The Lewis Publishing Company, 1931


CHARLES LOUIS EHRENSPERGER is a veteran in the service of the Chicago, Indianapolis & Louisville Railroad, which is more familiarly known as the Monon Railroad, and to this important Indiana transportation system he has given virtually all the working years of his adult life. He is now general agent for the Monon system in the City of Hammond, Lake County.

Mr. Ehrensperger was born in Indianapolis, the fair capital city of Indiana, and the date of his nativity was October 21, 1869. He is a son of Frank and Elizabeth (Klanke) Ehrensperger, both of whom were born in Germany. Frank Ehrensperger was about twelve years of age when he accompanied his widowed mother from their native land to the United States, and the home was first established at Madison, Indiana, whence removal was subsequently made to Indianapolis, where the son was reared to maturity and completed his youthful education. In that city Frank Ehrensperger passed the remainder of his life and had a successful career in the boot and shoe business, his death having there occurred in 1887, and his widow having survived him nearly forty years, she having been of venerable age at the time of her death, in 1925, and having been for many years a devout and zealous member of the German Methodist Church.

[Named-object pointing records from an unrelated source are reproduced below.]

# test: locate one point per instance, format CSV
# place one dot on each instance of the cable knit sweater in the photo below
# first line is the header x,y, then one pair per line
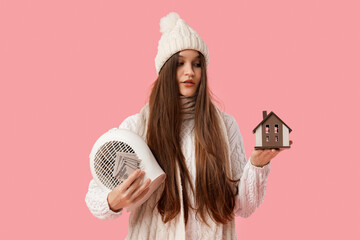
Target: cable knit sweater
x,y
145,222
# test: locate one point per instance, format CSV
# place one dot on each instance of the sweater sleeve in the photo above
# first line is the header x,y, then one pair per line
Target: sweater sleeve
x,y
96,197
252,185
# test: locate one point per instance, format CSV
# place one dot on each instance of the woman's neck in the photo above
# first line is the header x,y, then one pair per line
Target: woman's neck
x,y
187,106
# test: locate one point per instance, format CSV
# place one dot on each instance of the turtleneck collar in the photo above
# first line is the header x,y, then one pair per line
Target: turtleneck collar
x,y
187,106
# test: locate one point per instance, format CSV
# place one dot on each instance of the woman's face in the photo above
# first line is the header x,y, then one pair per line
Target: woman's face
x,y
188,73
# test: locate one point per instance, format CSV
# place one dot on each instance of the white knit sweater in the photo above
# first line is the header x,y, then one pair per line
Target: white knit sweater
x,y
145,222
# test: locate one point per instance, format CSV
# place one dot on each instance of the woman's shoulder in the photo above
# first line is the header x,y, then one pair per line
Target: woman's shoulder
x,y
229,120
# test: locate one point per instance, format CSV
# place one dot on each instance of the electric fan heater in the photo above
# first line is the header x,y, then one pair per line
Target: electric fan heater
x,y
119,152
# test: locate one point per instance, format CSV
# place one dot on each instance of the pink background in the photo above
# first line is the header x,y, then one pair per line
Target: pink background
x,y
71,70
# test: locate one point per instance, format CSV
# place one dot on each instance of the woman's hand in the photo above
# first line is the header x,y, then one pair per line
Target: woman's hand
x,y
128,192
260,158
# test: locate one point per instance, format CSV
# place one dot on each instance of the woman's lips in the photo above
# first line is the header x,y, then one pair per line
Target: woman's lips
x,y
188,83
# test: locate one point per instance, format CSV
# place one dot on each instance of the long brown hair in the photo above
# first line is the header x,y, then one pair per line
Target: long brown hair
x,y
214,189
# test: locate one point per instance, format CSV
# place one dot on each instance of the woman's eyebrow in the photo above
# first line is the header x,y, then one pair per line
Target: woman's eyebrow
x,y
198,56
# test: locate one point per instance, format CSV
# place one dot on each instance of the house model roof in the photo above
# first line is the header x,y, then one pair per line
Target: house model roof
x,y
267,117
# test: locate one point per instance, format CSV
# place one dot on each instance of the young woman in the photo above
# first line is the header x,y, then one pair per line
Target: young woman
x,y
208,180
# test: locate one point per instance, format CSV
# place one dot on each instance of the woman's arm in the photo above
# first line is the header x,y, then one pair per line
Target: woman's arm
x,y
252,185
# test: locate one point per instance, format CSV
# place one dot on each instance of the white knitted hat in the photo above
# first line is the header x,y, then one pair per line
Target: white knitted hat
x,y
177,36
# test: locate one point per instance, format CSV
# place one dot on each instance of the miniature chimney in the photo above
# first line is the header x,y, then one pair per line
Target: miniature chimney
x,y
264,114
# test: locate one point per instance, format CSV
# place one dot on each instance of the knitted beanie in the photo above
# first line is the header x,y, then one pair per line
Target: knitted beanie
x,y
177,36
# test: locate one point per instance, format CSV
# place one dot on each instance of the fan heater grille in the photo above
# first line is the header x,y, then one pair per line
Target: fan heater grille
x,y
105,160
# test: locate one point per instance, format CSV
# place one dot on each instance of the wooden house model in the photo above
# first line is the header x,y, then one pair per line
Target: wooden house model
x,y
272,132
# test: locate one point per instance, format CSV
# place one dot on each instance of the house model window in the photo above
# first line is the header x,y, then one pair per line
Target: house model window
x,y
272,132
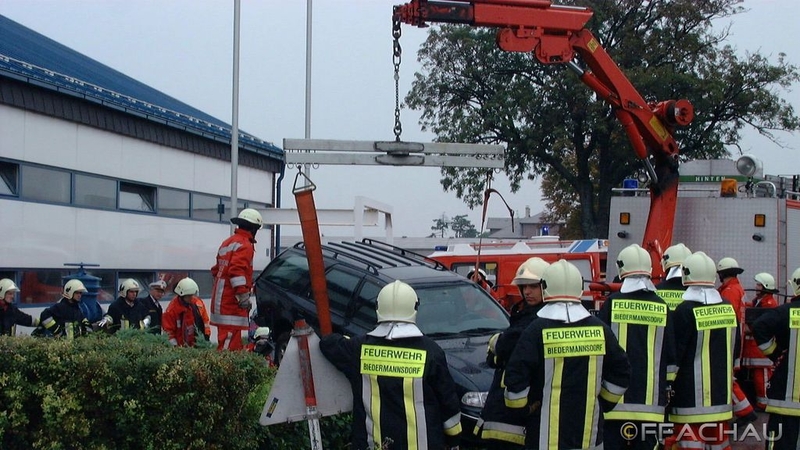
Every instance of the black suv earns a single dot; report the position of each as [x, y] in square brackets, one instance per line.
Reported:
[453, 310]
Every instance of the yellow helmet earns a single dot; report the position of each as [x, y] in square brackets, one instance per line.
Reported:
[397, 302]
[699, 270]
[674, 256]
[249, 217]
[634, 260]
[186, 286]
[530, 272]
[73, 286]
[562, 282]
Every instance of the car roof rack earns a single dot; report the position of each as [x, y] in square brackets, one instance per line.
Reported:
[376, 255]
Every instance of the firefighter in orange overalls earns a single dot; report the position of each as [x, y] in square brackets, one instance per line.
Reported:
[731, 290]
[233, 281]
[753, 360]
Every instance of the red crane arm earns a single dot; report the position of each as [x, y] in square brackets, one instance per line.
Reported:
[556, 34]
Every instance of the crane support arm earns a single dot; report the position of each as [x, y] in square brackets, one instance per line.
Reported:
[557, 34]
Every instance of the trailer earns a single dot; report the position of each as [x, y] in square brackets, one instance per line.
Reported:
[744, 214]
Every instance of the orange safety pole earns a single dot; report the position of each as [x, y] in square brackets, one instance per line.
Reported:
[316, 266]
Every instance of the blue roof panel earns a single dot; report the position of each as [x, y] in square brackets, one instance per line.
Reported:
[34, 58]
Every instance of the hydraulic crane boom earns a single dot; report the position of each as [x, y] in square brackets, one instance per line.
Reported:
[556, 34]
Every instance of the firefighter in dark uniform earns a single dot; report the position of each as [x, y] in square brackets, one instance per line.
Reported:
[65, 318]
[777, 334]
[567, 368]
[10, 315]
[127, 311]
[642, 323]
[671, 289]
[498, 423]
[403, 394]
[705, 327]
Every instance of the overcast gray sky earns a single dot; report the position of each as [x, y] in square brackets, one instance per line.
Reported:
[184, 48]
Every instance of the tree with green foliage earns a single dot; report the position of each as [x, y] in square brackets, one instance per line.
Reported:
[556, 129]
[462, 227]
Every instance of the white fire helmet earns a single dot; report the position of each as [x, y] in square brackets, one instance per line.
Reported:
[562, 282]
[699, 270]
[794, 282]
[128, 285]
[261, 332]
[397, 302]
[6, 285]
[530, 272]
[634, 260]
[73, 286]
[766, 280]
[186, 286]
[249, 217]
[674, 256]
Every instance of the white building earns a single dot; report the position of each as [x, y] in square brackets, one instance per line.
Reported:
[96, 167]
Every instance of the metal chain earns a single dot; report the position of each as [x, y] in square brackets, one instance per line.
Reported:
[396, 58]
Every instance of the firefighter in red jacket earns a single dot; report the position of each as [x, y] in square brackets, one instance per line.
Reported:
[233, 281]
[753, 360]
[182, 321]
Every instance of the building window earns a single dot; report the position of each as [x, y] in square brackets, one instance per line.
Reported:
[137, 197]
[95, 192]
[207, 207]
[9, 175]
[45, 185]
[173, 203]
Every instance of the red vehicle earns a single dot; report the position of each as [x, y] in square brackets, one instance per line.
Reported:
[500, 261]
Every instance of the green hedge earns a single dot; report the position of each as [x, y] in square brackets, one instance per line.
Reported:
[134, 391]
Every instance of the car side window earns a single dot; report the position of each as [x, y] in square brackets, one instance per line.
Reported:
[365, 305]
[290, 273]
[341, 286]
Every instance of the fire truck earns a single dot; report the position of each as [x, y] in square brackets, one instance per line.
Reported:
[725, 208]
[500, 261]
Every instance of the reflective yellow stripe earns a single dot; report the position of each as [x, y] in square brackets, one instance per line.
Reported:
[706, 368]
[672, 298]
[411, 413]
[555, 406]
[713, 317]
[591, 388]
[651, 369]
[375, 403]
[639, 312]
[392, 362]
[794, 318]
[570, 342]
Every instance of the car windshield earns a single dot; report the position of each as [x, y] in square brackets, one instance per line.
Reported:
[458, 308]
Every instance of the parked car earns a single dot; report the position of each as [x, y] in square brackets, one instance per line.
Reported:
[454, 311]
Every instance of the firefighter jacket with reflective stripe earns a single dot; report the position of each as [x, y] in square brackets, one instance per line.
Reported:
[704, 345]
[233, 274]
[498, 421]
[752, 356]
[777, 334]
[11, 316]
[403, 393]
[565, 375]
[643, 325]
[671, 291]
[182, 323]
[155, 311]
[64, 319]
[126, 316]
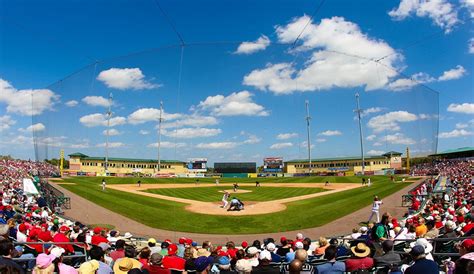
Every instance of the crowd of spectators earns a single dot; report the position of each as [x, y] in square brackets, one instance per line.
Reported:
[57, 245]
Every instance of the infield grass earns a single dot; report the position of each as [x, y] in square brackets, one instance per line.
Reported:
[172, 216]
[212, 194]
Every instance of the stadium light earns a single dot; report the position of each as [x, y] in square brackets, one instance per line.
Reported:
[160, 120]
[109, 115]
[308, 119]
[359, 112]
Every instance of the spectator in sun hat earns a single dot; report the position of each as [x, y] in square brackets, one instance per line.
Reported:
[427, 247]
[203, 264]
[264, 264]
[99, 236]
[154, 266]
[290, 256]
[123, 265]
[466, 250]
[360, 259]
[97, 255]
[153, 247]
[44, 264]
[61, 237]
[332, 266]
[421, 265]
[172, 261]
[59, 266]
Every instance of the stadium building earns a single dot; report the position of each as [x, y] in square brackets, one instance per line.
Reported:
[382, 164]
[81, 164]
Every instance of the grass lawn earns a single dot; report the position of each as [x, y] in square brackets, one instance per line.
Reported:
[313, 179]
[212, 194]
[172, 215]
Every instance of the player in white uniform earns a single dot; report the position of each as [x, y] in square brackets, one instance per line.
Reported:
[375, 209]
[224, 199]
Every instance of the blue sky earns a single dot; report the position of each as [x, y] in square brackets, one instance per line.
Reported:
[236, 90]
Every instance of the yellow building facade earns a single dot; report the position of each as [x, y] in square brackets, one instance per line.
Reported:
[348, 165]
[81, 164]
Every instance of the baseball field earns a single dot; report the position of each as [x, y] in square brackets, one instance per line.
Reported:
[188, 205]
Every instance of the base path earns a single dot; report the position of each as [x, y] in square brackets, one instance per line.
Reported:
[90, 213]
[251, 207]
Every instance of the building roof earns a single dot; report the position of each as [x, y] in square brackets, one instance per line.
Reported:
[336, 159]
[454, 151]
[113, 159]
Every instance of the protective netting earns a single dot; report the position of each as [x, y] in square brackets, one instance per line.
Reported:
[231, 107]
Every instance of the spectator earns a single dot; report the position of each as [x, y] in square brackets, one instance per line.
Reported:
[389, 258]
[421, 265]
[97, 254]
[332, 266]
[360, 259]
[155, 266]
[7, 265]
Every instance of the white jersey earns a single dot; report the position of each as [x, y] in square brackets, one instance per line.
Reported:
[376, 205]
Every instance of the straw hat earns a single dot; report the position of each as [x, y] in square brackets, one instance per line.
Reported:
[361, 250]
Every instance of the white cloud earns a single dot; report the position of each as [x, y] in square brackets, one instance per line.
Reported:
[398, 139]
[467, 108]
[407, 83]
[125, 78]
[327, 67]
[26, 101]
[99, 119]
[455, 133]
[112, 132]
[330, 133]
[441, 12]
[6, 122]
[237, 103]
[250, 47]
[72, 103]
[286, 136]
[217, 145]
[187, 133]
[281, 145]
[111, 144]
[390, 121]
[96, 101]
[375, 152]
[33, 128]
[192, 120]
[144, 115]
[252, 139]
[452, 74]
[167, 145]
[371, 137]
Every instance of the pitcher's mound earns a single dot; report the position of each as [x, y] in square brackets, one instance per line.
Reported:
[231, 191]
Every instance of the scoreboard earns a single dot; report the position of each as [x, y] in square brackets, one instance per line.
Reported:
[197, 165]
[273, 164]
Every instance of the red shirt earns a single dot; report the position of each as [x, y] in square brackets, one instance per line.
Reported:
[59, 238]
[174, 262]
[362, 263]
[117, 254]
[97, 239]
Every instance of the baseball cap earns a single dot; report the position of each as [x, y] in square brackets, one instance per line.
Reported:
[172, 249]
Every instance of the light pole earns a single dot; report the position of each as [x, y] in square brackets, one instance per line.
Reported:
[308, 119]
[109, 115]
[160, 120]
[359, 112]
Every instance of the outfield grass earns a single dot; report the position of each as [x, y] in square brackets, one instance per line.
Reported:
[172, 216]
[312, 179]
[212, 194]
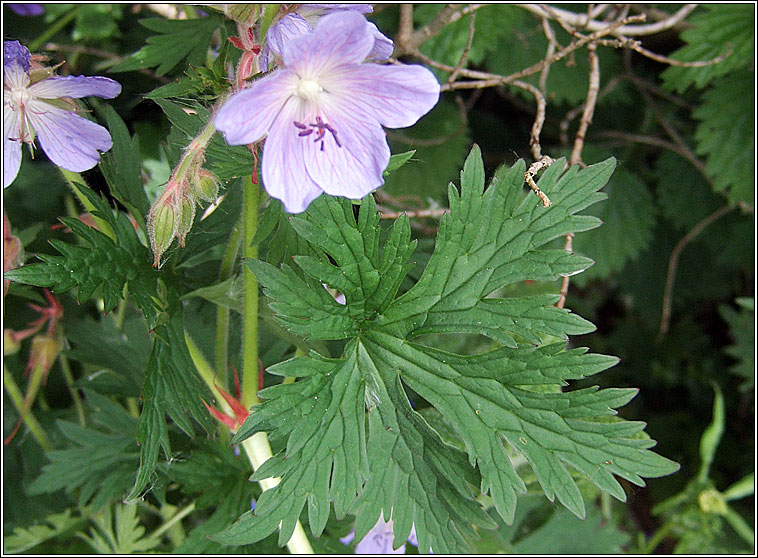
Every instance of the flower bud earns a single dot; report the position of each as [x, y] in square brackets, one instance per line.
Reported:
[10, 344]
[205, 186]
[162, 224]
[186, 218]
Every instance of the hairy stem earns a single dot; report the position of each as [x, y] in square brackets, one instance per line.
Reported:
[28, 417]
[222, 312]
[53, 29]
[250, 308]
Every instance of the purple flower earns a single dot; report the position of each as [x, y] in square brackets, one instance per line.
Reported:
[379, 539]
[27, 9]
[322, 113]
[43, 108]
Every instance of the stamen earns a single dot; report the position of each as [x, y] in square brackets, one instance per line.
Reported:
[320, 127]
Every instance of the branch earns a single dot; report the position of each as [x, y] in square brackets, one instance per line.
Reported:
[674, 260]
[580, 20]
[589, 105]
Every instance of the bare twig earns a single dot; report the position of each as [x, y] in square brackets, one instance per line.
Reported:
[626, 42]
[533, 169]
[447, 15]
[486, 79]
[589, 105]
[464, 55]
[576, 111]
[539, 119]
[659, 142]
[430, 142]
[415, 214]
[574, 19]
[674, 260]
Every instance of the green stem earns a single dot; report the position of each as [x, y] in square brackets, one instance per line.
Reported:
[222, 312]
[657, 537]
[257, 447]
[250, 308]
[28, 417]
[53, 29]
[69, 376]
[73, 179]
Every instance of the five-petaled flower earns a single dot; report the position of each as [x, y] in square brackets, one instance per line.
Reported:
[36, 104]
[322, 113]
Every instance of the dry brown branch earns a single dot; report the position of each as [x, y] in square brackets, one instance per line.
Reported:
[449, 14]
[674, 260]
[565, 282]
[415, 214]
[539, 119]
[533, 169]
[589, 105]
[658, 142]
[431, 142]
[464, 55]
[570, 18]
[485, 79]
[534, 139]
[626, 42]
[574, 112]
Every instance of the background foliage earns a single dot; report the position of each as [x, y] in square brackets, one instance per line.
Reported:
[671, 291]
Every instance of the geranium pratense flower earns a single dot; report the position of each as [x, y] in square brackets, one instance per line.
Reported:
[32, 107]
[322, 113]
[379, 539]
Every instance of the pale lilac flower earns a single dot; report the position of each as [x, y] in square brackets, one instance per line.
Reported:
[322, 113]
[379, 539]
[302, 22]
[32, 108]
[27, 9]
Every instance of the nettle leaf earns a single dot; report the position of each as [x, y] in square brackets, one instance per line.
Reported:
[176, 40]
[726, 137]
[628, 220]
[395, 463]
[720, 30]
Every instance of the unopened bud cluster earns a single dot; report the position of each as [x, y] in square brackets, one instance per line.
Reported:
[173, 213]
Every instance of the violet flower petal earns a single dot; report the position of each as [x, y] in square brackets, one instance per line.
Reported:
[11, 146]
[383, 46]
[70, 141]
[339, 38]
[283, 168]
[27, 9]
[247, 116]
[14, 53]
[397, 96]
[75, 87]
[379, 540]
[354, 169]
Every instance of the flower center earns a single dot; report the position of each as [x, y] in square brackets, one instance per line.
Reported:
[320, 128]
[19, 98]
[308, 89]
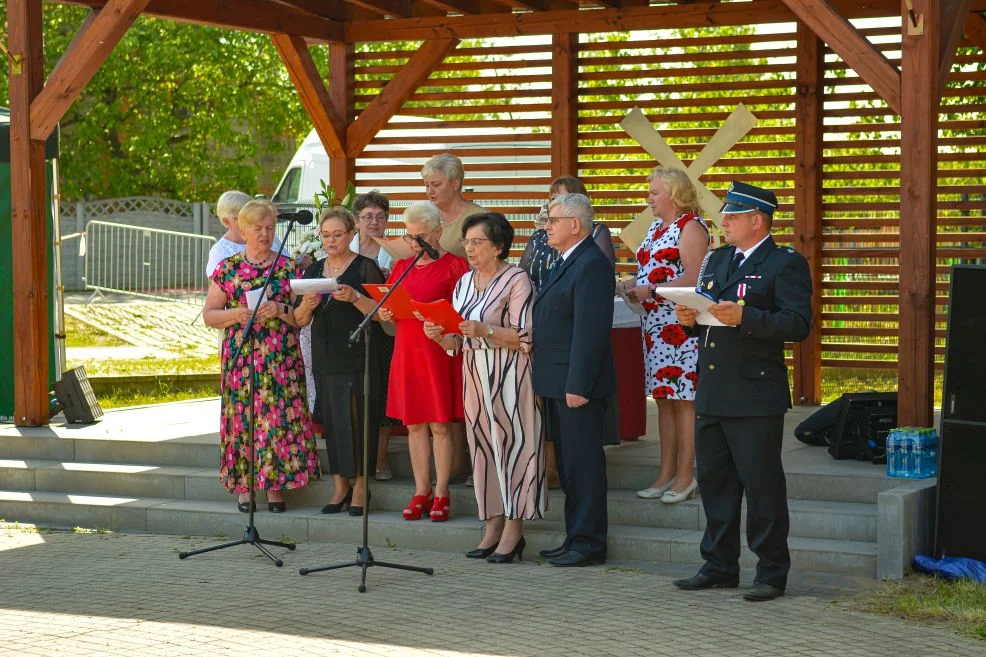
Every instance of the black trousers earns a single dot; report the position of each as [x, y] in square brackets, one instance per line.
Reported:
[737, 455]
[578, 434]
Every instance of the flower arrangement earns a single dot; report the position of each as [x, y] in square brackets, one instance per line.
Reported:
[311, 244]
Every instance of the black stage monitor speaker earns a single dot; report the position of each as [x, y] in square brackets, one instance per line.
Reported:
[959, 530]
[865, 420]
[76, 397]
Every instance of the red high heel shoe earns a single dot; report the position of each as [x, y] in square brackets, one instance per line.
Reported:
[416, 508]
[440, 509]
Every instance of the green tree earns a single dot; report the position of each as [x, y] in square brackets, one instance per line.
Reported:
[182, 111]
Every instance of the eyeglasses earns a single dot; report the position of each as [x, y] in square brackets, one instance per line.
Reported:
[475, 241]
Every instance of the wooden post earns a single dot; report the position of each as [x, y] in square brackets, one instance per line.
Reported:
[29, 239]
[342, 71]
[918, 208]
[808, 205]
[564, 104]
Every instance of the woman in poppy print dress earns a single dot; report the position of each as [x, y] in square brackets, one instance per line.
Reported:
[671, 254]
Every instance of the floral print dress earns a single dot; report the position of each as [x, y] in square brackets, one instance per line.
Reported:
[670, 356]
[285, 452]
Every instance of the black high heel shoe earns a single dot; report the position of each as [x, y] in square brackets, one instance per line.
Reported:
[518, 551]
[336, 507]
[358, 510]
[482, 553]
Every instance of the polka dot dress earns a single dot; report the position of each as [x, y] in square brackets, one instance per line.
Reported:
[670, 356]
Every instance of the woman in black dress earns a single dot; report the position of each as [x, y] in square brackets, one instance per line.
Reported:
[337, 367]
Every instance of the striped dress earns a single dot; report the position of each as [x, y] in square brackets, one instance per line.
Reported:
[503, 417]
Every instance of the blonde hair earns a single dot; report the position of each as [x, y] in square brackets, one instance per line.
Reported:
[229, 205]
[423, 213]
[446, 164]
[251, 213]
[340, 213]
[681, 191]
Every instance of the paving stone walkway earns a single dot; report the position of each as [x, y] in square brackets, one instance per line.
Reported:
[90, 594]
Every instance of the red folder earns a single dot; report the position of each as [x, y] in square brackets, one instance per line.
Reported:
[440, 312]
[399, 303]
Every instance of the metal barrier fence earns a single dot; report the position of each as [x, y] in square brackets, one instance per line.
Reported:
[146, 262]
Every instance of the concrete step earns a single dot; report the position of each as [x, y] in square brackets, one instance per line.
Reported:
[303, 524]
[809, 518]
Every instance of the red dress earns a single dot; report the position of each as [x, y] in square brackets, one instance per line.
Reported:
[425, 383]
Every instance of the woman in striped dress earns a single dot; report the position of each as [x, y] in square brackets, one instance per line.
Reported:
[503, 419]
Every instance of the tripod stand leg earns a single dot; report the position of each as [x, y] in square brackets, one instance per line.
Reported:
[192, 553]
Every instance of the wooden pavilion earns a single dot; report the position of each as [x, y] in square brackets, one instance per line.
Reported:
[896, 80]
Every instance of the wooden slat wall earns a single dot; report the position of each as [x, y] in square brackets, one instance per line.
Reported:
[495, 114]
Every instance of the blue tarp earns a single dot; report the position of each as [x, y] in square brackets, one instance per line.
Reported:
[951, 567]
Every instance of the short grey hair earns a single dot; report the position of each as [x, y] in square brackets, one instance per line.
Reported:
[423, 213]
[578, 206]
[229, 205]
[446, 164]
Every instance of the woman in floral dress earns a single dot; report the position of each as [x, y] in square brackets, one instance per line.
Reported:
[283, 447]
[671, 254]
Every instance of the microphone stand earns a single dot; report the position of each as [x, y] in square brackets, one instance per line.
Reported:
[250, 535]
[364, 558]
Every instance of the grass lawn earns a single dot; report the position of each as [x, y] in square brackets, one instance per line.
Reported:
[958, 605]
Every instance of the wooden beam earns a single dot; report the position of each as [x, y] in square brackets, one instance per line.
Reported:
[29, 230]
[342, 73]
[975, 29]
[251, 15]
[600, 20]
[565, 105]
[397, 92]
[954, 16]
[808, 136]
[464, 7]
[311, 90]
[395, 8]
[87, 52]
[918, 195]
[845, 40]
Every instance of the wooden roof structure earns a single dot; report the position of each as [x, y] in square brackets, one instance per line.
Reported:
[930, 33]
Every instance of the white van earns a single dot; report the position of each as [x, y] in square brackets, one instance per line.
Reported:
[310, 163]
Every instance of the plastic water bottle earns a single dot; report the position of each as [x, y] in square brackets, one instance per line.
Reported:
[918, 457]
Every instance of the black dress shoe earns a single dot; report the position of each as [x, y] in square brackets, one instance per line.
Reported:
[762, 592]
[701, 581]
[481, 553]
[518, 551]
[573, 559]
[554, 552]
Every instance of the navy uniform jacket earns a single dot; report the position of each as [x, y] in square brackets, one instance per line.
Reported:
[741, 369]
[573, 316]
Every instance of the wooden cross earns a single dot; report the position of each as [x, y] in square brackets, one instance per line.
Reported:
[728, 135]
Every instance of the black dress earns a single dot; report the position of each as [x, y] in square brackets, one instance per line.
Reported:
[338, 370]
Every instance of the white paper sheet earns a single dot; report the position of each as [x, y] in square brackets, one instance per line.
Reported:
[687, 296]
[302, 286]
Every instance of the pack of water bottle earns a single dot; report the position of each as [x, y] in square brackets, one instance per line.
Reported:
[912, 453]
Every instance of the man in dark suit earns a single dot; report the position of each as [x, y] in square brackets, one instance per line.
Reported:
[763, 294]
[573, 371]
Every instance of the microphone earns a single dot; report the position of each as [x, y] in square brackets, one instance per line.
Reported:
[427, 248]
[303, 217]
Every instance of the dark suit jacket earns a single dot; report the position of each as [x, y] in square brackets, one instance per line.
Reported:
[573, 315]
[741, 369]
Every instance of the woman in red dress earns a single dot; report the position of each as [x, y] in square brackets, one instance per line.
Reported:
[425, 390]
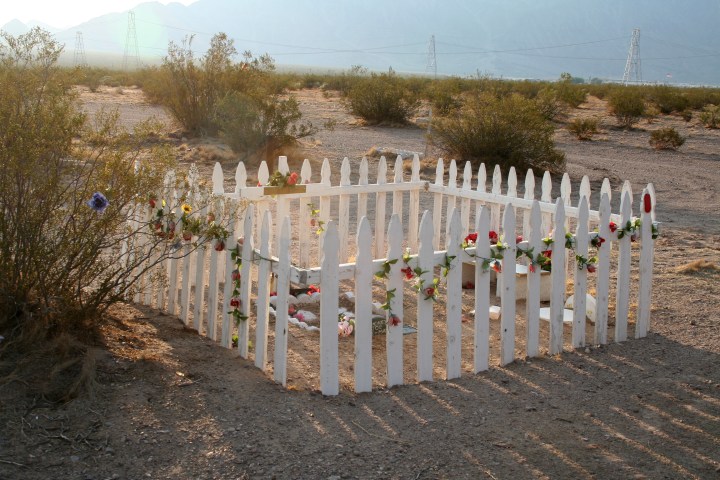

Of the five children the eldest is John A., who still resides in Indianapolis, as does also Mrs. Amelia Starker, next younger of the children; Charles L., of this review, was next in order of birth; Edward H. is division freight agent for the Monon Railroad at Michigan City, Indiana; and Joseph is a resident of Indianapolis.

Immediately after completing his studies in the Indianapolis High School Charles L. Ehrensperger became a messenger boy in the Indianapolis offices of the Chicago, Indianapolis & Louisville Railroad, and thus initiated his long, loyal and efficient service with the corporation that has retained his name on its payroll during a period of more than forty years and that has accorded him advancement of consecutive order during the passing years. From Indianapolis he was transferred to the northern part of the state, and he served about one year as station agent at Michigan City. In 1920 he was transferred to Hammond, in which city he has since continued his service as general agent for the Monon system for the Calumet district.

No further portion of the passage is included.